Classification of homophones in conversational Austrian German via Random Forest

Bachelor Project
Announcement date
10 Aug 2020
Xenia Kogler
Research Areas

This thesis aimed at gaining a better understanding of the acoustic features of homophones, especially regarding spontaneous speech in Austrian German. I posed the question if homophones are acoustically identical or if there are acoustic cues that might give information about the meaning of the word. The data was extracted from the Conversational Speech Component (CSC) of the GRASS corpus. From 4174 tokens of the word types ‘ach’, ‘ah’, ‘auch’, ‘eine’ and ‘er’, I extracted 128 acoustic features (f0, RMS, durational and spectral features). I used a Random Forest to perform a classification of the tokens and calculated the feature importance to reduce the features to the most important ones. Using SHAP values I calculated the impact of the features on the five classes as shown in the figure. It shows that the durational features have a great impact on the class ‘ah’, f0 impacts the class ‘ach’, whereas the spectral features have a bigger impact on the classes ‘er’ and ‘auch’.
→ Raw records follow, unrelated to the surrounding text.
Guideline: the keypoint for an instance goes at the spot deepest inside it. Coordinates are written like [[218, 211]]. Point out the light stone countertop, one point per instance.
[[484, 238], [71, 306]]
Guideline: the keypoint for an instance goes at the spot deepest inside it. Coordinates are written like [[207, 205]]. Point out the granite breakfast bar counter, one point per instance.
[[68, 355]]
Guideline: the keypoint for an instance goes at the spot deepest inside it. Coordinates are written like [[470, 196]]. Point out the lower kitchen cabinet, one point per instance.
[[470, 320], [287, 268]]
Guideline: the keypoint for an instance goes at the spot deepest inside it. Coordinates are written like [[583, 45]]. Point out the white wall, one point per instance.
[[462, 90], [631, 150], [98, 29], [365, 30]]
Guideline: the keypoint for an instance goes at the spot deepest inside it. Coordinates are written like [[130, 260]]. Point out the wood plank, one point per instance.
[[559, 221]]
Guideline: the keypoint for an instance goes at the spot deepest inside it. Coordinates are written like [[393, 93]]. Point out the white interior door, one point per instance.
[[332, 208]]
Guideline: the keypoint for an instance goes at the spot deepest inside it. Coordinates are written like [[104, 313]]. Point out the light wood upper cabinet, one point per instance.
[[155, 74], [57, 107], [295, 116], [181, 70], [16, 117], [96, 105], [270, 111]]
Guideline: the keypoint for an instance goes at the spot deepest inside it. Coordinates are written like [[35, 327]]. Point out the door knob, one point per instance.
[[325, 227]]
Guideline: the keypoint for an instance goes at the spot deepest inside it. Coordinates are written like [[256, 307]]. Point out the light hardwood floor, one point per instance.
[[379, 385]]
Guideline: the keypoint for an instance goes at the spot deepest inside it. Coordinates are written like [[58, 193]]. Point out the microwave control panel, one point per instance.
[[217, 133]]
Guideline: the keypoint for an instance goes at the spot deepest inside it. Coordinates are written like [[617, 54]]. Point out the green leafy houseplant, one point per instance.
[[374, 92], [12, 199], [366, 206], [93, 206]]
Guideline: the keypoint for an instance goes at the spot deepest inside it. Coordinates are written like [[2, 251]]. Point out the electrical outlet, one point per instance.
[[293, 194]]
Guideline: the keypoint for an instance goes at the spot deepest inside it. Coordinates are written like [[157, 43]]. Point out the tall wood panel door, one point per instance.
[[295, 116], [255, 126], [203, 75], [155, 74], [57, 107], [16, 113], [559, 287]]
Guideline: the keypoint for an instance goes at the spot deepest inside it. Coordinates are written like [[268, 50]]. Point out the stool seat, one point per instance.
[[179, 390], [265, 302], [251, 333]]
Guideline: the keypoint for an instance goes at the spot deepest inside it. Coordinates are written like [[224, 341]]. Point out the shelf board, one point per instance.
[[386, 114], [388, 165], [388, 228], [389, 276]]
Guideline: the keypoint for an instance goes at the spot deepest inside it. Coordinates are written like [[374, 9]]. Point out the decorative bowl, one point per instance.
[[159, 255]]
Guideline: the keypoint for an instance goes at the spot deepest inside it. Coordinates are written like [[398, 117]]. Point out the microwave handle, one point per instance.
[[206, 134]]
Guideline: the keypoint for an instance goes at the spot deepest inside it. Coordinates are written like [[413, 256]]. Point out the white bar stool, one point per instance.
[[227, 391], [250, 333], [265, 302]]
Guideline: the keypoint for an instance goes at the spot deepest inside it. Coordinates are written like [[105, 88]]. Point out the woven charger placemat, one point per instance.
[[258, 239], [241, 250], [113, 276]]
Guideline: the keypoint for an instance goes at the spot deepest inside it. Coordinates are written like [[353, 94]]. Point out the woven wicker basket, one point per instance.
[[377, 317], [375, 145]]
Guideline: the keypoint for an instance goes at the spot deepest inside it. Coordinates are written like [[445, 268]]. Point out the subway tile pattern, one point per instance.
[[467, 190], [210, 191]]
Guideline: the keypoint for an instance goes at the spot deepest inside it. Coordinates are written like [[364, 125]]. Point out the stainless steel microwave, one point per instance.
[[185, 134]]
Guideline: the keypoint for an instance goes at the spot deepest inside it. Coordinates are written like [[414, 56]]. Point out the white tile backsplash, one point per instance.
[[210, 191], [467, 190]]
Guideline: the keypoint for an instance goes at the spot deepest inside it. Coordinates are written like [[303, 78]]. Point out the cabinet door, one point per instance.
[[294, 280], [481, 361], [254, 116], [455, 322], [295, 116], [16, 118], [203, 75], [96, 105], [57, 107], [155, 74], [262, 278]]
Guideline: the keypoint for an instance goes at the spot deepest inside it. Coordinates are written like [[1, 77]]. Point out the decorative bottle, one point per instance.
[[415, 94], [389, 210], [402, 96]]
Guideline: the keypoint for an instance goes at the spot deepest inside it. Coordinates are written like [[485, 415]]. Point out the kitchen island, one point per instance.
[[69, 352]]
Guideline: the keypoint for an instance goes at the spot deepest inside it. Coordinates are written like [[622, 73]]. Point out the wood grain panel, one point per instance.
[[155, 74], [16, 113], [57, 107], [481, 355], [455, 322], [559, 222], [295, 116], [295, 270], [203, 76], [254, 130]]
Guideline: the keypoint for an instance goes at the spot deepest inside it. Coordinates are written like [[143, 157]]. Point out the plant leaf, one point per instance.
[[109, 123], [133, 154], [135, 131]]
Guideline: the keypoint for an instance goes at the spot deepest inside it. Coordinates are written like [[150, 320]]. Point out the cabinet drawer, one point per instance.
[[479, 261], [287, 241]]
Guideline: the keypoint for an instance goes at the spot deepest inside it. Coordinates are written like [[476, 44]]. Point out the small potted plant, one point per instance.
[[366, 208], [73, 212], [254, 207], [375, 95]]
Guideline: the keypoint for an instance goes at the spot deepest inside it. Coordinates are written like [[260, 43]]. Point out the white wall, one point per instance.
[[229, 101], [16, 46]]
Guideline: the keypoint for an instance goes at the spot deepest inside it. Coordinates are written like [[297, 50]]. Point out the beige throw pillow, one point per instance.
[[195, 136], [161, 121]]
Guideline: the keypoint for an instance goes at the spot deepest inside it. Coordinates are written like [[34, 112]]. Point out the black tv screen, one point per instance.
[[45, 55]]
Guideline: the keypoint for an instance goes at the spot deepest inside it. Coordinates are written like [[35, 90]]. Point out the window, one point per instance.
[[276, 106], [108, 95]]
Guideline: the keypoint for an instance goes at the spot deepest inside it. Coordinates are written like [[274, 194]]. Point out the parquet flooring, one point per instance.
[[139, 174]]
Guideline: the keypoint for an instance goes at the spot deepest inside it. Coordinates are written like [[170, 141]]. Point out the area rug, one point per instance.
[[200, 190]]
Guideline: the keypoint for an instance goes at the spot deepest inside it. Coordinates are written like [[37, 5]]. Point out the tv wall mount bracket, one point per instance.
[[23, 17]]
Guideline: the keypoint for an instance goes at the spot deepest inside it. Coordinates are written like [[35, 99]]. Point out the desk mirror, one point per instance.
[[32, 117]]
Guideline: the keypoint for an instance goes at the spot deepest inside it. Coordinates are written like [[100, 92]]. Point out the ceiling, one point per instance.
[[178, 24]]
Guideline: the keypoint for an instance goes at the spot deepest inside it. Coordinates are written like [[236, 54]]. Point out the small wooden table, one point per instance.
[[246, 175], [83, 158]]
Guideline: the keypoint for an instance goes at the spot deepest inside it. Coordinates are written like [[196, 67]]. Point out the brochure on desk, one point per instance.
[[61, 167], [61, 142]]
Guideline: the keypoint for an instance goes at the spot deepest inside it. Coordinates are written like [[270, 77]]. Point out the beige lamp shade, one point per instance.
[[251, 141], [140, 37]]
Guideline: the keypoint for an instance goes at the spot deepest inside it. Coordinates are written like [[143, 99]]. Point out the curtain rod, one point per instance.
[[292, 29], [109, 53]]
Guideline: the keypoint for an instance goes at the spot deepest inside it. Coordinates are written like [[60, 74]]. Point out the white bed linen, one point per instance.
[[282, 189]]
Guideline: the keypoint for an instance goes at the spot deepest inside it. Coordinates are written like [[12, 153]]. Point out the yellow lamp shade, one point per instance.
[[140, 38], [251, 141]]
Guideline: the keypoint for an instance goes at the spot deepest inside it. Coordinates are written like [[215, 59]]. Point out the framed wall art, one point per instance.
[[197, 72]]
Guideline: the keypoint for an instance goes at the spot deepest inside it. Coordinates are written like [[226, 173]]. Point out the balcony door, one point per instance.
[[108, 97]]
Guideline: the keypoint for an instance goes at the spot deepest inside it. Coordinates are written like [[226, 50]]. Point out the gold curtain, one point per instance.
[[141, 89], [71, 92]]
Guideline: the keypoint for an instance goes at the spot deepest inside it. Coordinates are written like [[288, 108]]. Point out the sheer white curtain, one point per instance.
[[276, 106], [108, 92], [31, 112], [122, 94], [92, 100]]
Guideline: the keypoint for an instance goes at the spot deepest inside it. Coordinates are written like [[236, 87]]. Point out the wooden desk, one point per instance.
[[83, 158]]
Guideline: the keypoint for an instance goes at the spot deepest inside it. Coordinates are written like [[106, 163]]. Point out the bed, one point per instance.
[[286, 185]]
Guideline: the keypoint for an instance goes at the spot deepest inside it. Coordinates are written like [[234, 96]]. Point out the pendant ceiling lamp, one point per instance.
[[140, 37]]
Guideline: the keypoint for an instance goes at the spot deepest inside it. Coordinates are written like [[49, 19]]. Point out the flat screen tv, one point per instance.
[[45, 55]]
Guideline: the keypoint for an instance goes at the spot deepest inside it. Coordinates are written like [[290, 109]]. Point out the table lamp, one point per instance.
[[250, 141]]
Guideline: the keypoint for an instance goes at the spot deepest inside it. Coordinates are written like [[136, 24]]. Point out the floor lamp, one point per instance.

The model trained on acoustic features achieved promising results. With only 15 features the performance of the model for the five classes was quite good. The F1-score of the classification was 51%, the Out-of-Bag-score (OOB) was 53% and the accuracy 54%. F1-score and accuracy were consistantly higher than chance, except for the class ‘eine’. The figure shows that non of the important features has a specific impact on that class. Improving the feature selection and reducing class confusability could be goals for refining this work. There was not a very high number of tokens, so increasing the data size could also increase performance. The experiments done in this study, show that a classification of homophones in spontaneous speech using acoustic cues works reasonably well and that this is a promising approach towards decreasing word error rates in automatic speech recognition (ASR).